Eu chego em casa antes dela, da rua onde andei tropeçando em concreto e cadáveres, abro as portas da entrada e suspiro a vida que há no aconchego, toda a arquitetura dividida, maternal na presença das coisas comuns: os sapatos doces dela, suas doces roupas, e a prece que caminha por onde ela anda, na casa que guarda em seu espaço a silhueta suspensa e multiplicada em perfume e lembrança. Sento na varanda, abro uma cerveja, acendo um cigarro e ligo a música; olho para a cidade e penso: “a beleza tem mil faces, a vida é boa porque posso abraçar sua cintura e afundar o rosto em seus cabelos, mas tudo é conteúdo da mulher que um homem ama.”

Depois ela chega, com seu universo de coisas na bolsa e nos comentários, e ela guarda no ventre um filho! Percebo que há dois planetas que giram e completam seu ciclo em volta da da luz: o da criança, metades completas de tudo, e o do casal, tudo completo em metades.

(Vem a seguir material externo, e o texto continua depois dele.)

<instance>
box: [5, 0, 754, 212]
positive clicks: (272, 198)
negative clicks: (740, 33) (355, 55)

Sorrio. O dia é sexta-feira. Tento dize-lhe: “ você lembra que; que há um ano...” Mas a voz embarga. A bebida, a música, a fumaça dançam... Tomo suas mãos – colho-as, como disse o poeta. O jardim noturno de meus olhos é iluminado pela lua antiga que há nos olhos dela, aquela lua que se divide e se dá, como hóstias, à boca de cada homem que medita e ama. “Há um ano, meu amor, você lembra bem que...?!”

Ela vai para dentro, silenciosa. Ela já entendeu tudo. Eu é que fico na varanda, contente, rebatendo nessas grades eternas chamadas de Palavra, planando nessa imensa liberdade que se chama querer-bem.